Batteries can also be used in hybrid concepts with fossil fuels. Here, diesel generators produce electricity for the ship's electric motor. By decoupling the mechanical connection between the ship's engine and the ship's propeller, which is common in combustion engines, and by using a buffer battery, the entire system can be operated at optimum efficiency. In this way, fuel consumption as well as pollutant emissions can be reduced to a considerable extent.6


5 Holbach, Gerd (2020): „Elektro­mobilität auf dem Wasser mittels Brennstoffzelle und Wasserstoff am Beispiel des Schubbootes ELEKTRA", Vortrag anlässlich der Innovations­konferenz des Projekts "E-Mobilität in Binnen- und Küsten­schifffahrt" am 27./28.01.2020.
Link ↗ (accessed 21.09.2021)

6 Vandel Jensen, Helge (2017): Hoch­effiziente Hybridantriebe in der Binnen­schifffahrt, AUTOCAD & Inventor Magazin 
Link ↗ (accessed 21.09.2021)

Performance requirements

Inland shipping is increasingly becoming the focus of public discussion due to its negative environmental impact. Environmental compatibility therefore also plays a central role in the battery technology used. In view of the average operating life of the vessels, investment security in conjunction with high safety requirements also play a key role. The batteries used should last at least 30 years and present the lowest possible risks in terms of flammability and explosion.

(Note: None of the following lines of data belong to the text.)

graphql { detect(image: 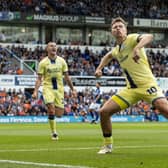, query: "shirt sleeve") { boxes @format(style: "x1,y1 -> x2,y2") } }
62,59 -> 68,73
129,33 -> 141,47
37,62 -> 44,75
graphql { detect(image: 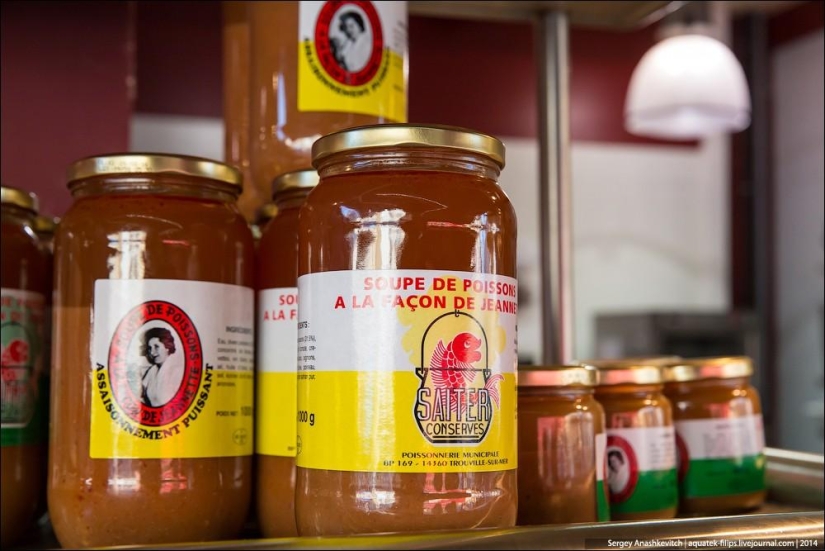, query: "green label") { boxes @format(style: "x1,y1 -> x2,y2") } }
596,480 -> 610,522
610,469 -> 679,514
0,288 -> 48,446
681,454 -> 765,497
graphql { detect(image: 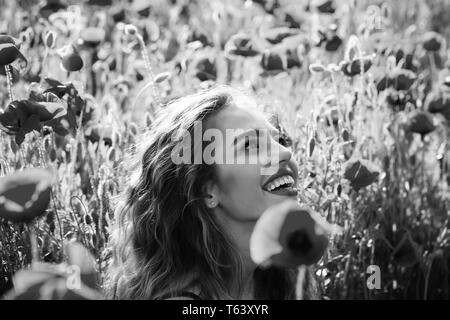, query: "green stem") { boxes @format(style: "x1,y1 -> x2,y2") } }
5,65 -> 14,102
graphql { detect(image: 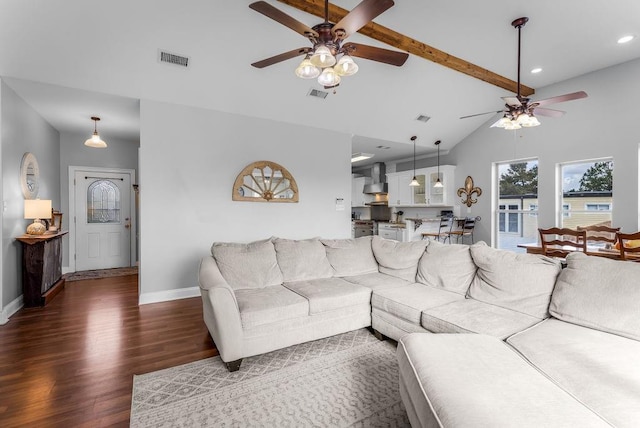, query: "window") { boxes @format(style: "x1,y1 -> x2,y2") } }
87,179 -> 120,223
496,160 -> 538,252
560,159 -> 613,229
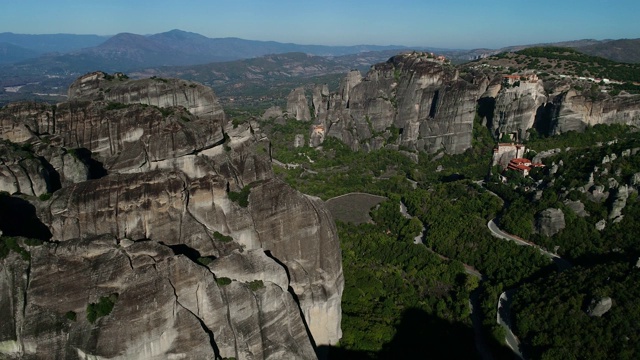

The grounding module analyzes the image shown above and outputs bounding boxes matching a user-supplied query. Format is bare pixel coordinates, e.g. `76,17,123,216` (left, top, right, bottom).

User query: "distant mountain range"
0,30,640,75
0,30,640,105
0,30,406,72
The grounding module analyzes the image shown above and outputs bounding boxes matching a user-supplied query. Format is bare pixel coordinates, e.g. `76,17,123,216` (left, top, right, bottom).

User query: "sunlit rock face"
0,72,344,359
549,90,640,134
312,53,486,154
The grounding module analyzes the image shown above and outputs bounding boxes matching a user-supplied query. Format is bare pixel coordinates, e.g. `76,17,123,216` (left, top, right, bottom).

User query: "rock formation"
287,88,311,121
587,297,613,317
550,90,640,134
489,81,547,140
312,53,484,154
534,208,566,237
0,73,343,359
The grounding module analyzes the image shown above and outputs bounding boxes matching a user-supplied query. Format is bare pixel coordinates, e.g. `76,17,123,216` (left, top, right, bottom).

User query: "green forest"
246,102,640,359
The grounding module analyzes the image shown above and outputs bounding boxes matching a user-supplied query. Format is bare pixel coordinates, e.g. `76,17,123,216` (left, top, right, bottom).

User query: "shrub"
198,256,213,266
0,236,31,261
213,231,233,242
247,280,264,291
87,293,118,324
229,185,251,207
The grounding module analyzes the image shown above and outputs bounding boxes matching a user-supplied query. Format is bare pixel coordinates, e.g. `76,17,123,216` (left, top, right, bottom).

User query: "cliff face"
549,90,640,135
489,81,547,140
310,53,640,154
0,73,343,359
312,54,486,154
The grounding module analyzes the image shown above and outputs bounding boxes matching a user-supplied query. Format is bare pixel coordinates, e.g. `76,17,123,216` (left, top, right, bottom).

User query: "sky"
0,0,640,49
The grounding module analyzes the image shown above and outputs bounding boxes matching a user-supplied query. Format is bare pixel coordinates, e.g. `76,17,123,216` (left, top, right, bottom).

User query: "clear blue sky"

The fast-charging capability of the battery determines how much power can be charged for the onward journey during the discharging or charging process in port. It is thus an important factor for route planning.


Market outlook

Around 90 % of Europe's foreign trade and 35 % of its inland trade is carried by sea and inland waterways.1 In Germany, inland shipping accounts for just under 5 % of all goods transports.2 The market volume for battery storage results in particular from the size of the shipping fleet as well as the replacement rate - which in turn is heavily dependent on the relevant environmental legislation. In Europe, there are currently over 15,000 inland waterway vessels used for freight transport. While the total number has steadily decreased since 2005, the tonnage of vessels has increased. This is due to smaller vessels leaving the fleet and being replaced by larger vessels.7

If all European inland waterway vessels were converted to fuel cell propulsion, this would result in a battery demand of 38 GWh on the basis of Holbach's waterway concept (see above). Depending on the inclusion of purely battery-electric drives, this market volume would increase significantly.

7 Zentral­kommission für die Rheinschiff­fahrt (ZKR) (2020): Jahresbericht 2019. Europäische Binnen­schifffahrt – Markt­beobachtung.